In bankruptcy, what you own may be more (or less) than what you think you own. The bankruptcy alphabet sheds some light on the elusive notion of ownership.
You always own those things that are titled in your name.
That includes the stuff that’s in your name but not in your possession. Remember that car your brother bought, the one you signed for? If your name is on title then you’d better tell the bankruptcy court about it. Because you own it.
How about the property in South Carolina your grandfather left to you and your five relatives? Even if nobody ever changed the title to reflect your ownership, you’ve got an equitable right to it. Better list it on the bankruptcy schedules because – you guessed it – you own it.

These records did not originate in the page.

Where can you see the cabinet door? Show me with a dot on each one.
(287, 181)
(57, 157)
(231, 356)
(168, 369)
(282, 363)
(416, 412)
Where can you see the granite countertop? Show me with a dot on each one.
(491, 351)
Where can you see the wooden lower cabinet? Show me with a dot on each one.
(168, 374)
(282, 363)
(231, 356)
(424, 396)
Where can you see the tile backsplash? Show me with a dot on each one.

Jewelry in your safe deposit box? Yup, you own it. There’s no way to omit something from your bankruptcy schedules just because you can’t see it. Nor because someone else has possession of it.

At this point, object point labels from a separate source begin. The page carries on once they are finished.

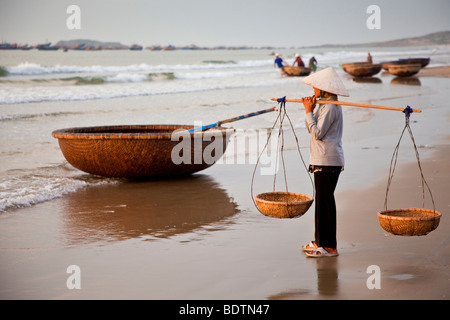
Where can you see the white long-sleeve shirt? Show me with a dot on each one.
(325, 127)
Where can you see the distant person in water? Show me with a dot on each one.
(312, 64)
(298, 60)
(280, 64)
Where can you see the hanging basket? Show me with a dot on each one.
(283, 204)
(409, 222)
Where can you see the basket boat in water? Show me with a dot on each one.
(361, 69)
(142, 151)
(295, 71)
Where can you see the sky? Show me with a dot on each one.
(278, 23)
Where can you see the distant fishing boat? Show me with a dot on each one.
(136, 47)
(295, 71)
(46, 46)
(404, 69)
(361, 69)
(422, 61)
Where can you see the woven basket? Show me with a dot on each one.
(409, 222)
(283, 204)
(135, 151)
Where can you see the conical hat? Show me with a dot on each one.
(327, 80)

After all, this isn’t a children’s game of, “I can’t see you, so I’m invisible.”
There are times, however, when something’s got your name on it but is really, truly, honestly yours. Your name on an elderly relative’s bank account, for example. In those situations, you’re going to need to prove it’s not yours.
A good bankruptcy lawyer is going to ask for all sorts of documents, often going back years or decades. You’re going to need to prove, alongside your bankruptcy attorney as a debt-related Sherlock Holmes, that you are holding the property in your name as what’s called a constructive trust. In other words, something that you’re holding for someone else’s benefit.
But the presumption is that what’s in your name is something you own. And no matter what else happens, you’ve got to remember that you walk into court naked.